Corticosteroids are involved in many processes in the body. They are an integral part of the immune response, similar in structure to cortisol. The hormone is made from cholesterol and is released by the adrenal glands located on the top of the kidneys. The zona fascicilata is the middle layer of the adrenal cortex that produces the steroid hormone corticosterone. It produces a small amount of the hormone continuously, although additional amounts can be released in response to the detection of other hormones produced by the pituitary gland and the hypothalamus.
The zona fascicilata of the adrenal cortex produces corticosterone in response to the secretion of adrenocorticotropic hormone (ACTH) released by the anterior pituitary gland. It is converted to aldosterone in the mitochondria of glomerulosa cells in the adrenal cortex. Aldosterone is a hormone that aids in the reabsorbtion of sodium ions through the kidneys. Additionally, the steroid hormone releases the potassium ions and electrolytes used by the kidneys into the body, which increases blood volume and blood pressure.
Corticosterone helps the body’s metabolic system turn amino acids into carbohydrates for use as fuel for many bodily functions. The steroid hormone works with the liver to produce glycogen, which can be used by any other organ in the body for energy. Glycogen that is processed by corticosterone in the liver is the only glycogen that can be used by any part of the body. The brain, the digestive system, and the immune system all use processed glycogen.
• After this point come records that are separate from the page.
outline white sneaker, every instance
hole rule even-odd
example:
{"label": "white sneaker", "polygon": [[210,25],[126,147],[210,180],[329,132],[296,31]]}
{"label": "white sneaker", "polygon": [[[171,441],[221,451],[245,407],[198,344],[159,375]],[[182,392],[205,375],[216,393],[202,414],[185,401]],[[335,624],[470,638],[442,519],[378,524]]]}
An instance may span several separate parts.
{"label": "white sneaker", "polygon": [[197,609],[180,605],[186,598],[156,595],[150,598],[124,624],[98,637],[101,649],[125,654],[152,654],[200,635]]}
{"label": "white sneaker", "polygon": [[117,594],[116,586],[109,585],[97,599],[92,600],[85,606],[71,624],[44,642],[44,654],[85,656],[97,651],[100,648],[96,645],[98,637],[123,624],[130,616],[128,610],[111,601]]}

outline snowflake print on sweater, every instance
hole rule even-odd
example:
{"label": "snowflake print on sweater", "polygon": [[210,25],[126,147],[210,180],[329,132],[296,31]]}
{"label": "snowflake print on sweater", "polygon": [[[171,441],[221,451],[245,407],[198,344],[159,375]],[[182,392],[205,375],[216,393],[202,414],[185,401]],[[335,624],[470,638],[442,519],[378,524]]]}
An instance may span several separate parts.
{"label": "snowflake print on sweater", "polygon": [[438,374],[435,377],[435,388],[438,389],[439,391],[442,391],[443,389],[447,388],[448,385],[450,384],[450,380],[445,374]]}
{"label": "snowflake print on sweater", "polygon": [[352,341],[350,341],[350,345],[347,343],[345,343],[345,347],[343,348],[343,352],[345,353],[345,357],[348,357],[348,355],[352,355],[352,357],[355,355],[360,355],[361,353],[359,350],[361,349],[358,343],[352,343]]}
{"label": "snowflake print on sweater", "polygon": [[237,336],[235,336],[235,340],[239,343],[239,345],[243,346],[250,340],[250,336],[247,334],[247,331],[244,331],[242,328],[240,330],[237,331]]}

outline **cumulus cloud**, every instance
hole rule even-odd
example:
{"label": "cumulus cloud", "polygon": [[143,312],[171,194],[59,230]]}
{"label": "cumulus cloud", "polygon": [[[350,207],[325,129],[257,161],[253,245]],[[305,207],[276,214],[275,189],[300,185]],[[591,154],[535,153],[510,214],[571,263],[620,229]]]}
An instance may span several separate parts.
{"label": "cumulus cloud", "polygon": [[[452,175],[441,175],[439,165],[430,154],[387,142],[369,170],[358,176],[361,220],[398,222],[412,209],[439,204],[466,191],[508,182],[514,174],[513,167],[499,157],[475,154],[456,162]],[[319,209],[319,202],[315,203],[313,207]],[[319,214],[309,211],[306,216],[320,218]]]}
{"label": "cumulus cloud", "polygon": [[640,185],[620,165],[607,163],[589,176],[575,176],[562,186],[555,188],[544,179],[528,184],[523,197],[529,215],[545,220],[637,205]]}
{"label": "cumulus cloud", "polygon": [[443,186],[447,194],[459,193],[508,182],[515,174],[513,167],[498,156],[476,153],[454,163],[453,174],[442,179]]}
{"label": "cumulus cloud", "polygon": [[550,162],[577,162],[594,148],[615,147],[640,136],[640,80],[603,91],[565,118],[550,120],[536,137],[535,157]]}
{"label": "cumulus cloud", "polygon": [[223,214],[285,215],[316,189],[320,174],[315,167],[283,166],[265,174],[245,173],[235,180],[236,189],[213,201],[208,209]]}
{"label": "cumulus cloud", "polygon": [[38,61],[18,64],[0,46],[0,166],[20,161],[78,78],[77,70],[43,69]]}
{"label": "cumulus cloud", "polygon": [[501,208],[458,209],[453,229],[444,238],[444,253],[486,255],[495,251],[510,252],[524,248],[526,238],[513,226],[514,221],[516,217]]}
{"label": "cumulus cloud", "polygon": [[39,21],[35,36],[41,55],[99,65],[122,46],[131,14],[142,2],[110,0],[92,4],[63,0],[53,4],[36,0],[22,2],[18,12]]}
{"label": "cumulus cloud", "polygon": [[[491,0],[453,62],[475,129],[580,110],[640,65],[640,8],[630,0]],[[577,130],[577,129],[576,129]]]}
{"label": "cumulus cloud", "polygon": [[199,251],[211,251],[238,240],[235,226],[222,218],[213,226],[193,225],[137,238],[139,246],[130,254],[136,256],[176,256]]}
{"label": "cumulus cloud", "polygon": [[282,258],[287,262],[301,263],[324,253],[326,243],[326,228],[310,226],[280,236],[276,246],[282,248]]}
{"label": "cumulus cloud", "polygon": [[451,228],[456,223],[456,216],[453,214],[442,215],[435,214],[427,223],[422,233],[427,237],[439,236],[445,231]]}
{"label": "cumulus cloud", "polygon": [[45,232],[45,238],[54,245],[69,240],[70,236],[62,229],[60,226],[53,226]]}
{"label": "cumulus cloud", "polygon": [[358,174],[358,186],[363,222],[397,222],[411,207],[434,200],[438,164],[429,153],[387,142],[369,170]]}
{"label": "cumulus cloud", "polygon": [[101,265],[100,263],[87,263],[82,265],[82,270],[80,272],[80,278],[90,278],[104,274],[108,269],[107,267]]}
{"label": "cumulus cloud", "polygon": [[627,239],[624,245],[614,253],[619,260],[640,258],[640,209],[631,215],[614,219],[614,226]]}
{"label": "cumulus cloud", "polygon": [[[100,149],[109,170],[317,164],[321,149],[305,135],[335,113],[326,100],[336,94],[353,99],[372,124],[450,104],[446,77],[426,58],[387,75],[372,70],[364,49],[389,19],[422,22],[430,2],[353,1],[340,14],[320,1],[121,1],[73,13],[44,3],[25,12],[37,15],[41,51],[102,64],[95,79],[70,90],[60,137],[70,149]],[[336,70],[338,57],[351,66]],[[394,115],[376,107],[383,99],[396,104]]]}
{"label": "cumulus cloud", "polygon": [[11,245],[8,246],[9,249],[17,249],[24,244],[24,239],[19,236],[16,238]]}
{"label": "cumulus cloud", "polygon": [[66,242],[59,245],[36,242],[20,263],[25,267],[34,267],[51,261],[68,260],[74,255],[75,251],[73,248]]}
The hormone corticosterone plays a minor role in the glucocorticoid process responsible for regulating parts of the immune system and some metabolic functions, such as the processing of fats, proteins, and carbohydrates. Glucocorticoids can increase or decrease the immune system’s inflammatory response to allergens or autoimmune diseases. Synthetic glucocorticoid steroids are used in medicine to suppress the immune system and in the treatment of some cancers.